El estudio puede ayudar a diseñar nuevas terapias y mejorar la calidad de vida de los pacientes de Parkinson



Un nuevo descubrimiento de los investigadores de la Universidad de Guelph puede, en última instancia, ayudar a diseñar nuevas terapias y mejorar la calidad de vida de las personas con la enfermedad de Parkinson.

Al mostrar cómo las proteínas entrelazadas en las células cerebrales permiten que la enfermedad neurodegenerativa se propague, los investigadores esperan que sus hallazgos conduzcan a fármacos que detengan su progresión, dijo el candidato a doctorado Morgan Stykel, primer autor de un artículo publicado este mes en Informes de celda.

La enfermedad de Parkinson es la enfermedad neurodegenerativa de más rápido crecimiento en el mundo y Canadá tiene algunas de las tasas más altas del mundo, según Parkinson Canada. Se desconoce su causa exacta.

Las terapias actuales solo tratan los síntomas en lugar de detener la enfermedad, dijo el Dr. Scott Ryan, profesor del Departamento de Biología Molecular y Celular que dirigió el estudio.

La enfermedad de Parkinson puede desencadenarse por el plegamiento incorrecto de una proteína llamada alfa-sinucleína que se acumula en una parte del cerebro llamada sustancia negra. La enfermedad provoca la pérdida de células nerviosas en el cerebro que producen dopamina, un mensajero químico que ayuda a controlar la función motora.

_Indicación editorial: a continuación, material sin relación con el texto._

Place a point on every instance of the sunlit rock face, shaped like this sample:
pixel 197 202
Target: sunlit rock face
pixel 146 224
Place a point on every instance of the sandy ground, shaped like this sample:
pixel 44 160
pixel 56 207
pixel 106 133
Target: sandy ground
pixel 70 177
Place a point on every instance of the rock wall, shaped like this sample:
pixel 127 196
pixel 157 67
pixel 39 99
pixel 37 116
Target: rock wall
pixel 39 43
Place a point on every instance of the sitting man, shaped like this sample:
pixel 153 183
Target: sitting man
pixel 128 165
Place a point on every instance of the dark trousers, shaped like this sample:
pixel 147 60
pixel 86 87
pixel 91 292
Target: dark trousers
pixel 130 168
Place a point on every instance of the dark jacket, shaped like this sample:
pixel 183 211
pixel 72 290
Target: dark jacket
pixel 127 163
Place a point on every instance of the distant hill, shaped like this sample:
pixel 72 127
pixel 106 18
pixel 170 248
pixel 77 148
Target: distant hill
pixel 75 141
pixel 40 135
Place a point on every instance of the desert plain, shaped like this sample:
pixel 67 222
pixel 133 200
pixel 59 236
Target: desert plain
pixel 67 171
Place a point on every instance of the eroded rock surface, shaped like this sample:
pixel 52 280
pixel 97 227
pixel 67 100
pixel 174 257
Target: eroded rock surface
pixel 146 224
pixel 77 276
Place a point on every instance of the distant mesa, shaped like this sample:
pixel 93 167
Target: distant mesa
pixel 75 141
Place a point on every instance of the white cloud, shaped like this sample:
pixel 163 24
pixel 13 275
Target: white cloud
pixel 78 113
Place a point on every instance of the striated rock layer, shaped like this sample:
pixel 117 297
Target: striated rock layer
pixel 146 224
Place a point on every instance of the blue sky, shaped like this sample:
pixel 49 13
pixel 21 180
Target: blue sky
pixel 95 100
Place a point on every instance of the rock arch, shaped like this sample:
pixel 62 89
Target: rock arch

La alfa-sinucleína mal plegada se agrega y finalmente se propaga a otras partes del cerebro, lo que afecta las áreas responsables de otras funciones como el estado de ánimo y la cognición.

El equipo de la U of G usó células madre para modelar neuronas con y sin la enfermedad de Parkinson y observar los efectos de las mutaciones de sinucleína.

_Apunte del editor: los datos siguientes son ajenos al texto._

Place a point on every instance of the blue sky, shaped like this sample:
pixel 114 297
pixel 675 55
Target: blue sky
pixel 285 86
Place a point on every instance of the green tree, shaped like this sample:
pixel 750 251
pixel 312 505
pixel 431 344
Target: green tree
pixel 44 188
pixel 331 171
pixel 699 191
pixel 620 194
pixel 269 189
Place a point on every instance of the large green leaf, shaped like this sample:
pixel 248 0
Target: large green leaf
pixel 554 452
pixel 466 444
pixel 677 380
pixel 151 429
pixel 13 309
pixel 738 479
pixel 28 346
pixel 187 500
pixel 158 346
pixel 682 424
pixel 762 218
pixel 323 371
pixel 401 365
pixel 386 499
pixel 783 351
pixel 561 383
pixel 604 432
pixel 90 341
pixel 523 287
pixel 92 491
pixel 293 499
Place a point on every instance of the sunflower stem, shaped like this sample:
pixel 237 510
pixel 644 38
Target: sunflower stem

Descubrieron que en las neuronas de Parkinson, la sinucleína mal plegada se une a otra proteína llamada LC3B. Normalmente, LC3B se dirige a las proteínas mal plegadas para degradarlas. En la enfermedad de Parkinson, mostró el estudio, la LC3 queda atrapada en los agregados de proteínas y se inactiva.

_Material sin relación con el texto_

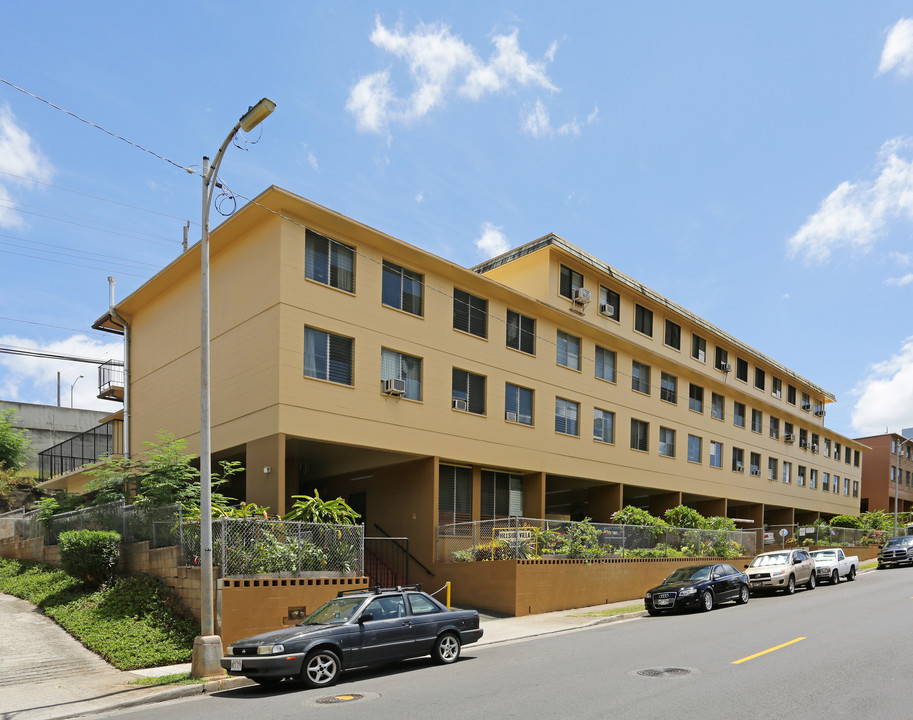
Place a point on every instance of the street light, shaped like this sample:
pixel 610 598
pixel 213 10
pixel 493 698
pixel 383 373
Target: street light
pixel 207 649
pixel 72 386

Sin degradación, las células expulsan los agregados, que luego se propagan a las neuronas cercanas, propagando la enfermedad por todo el cerebro.

Las proteínas normalmente mal plegadas se degradan. Encontramos una vía por la cual la sinucleína se secreta y se libera de las neuronas en lugar de degradarse. Esperamos reactivar la vía de degradación y detener la propagación de enfermedades “.

Dr. Scott Ryan, profesor, Departamento de Biología Molecular y Celular, Universidad de Guelph

El equipo demostró que la activación de LC3B restaura la degradación, lo que permite que las células eliminen las proteínas mal plegadas y eviten la propagación de enfermedades.

“La renovación regular de proteínas es parte de una célula sana”, dijo Stykel. “Con la enfermedad de Parkinson, ese sistema no funciona correctamente”.

Ryan dijo que su hallazgo podría ayudar a diseñar terapias.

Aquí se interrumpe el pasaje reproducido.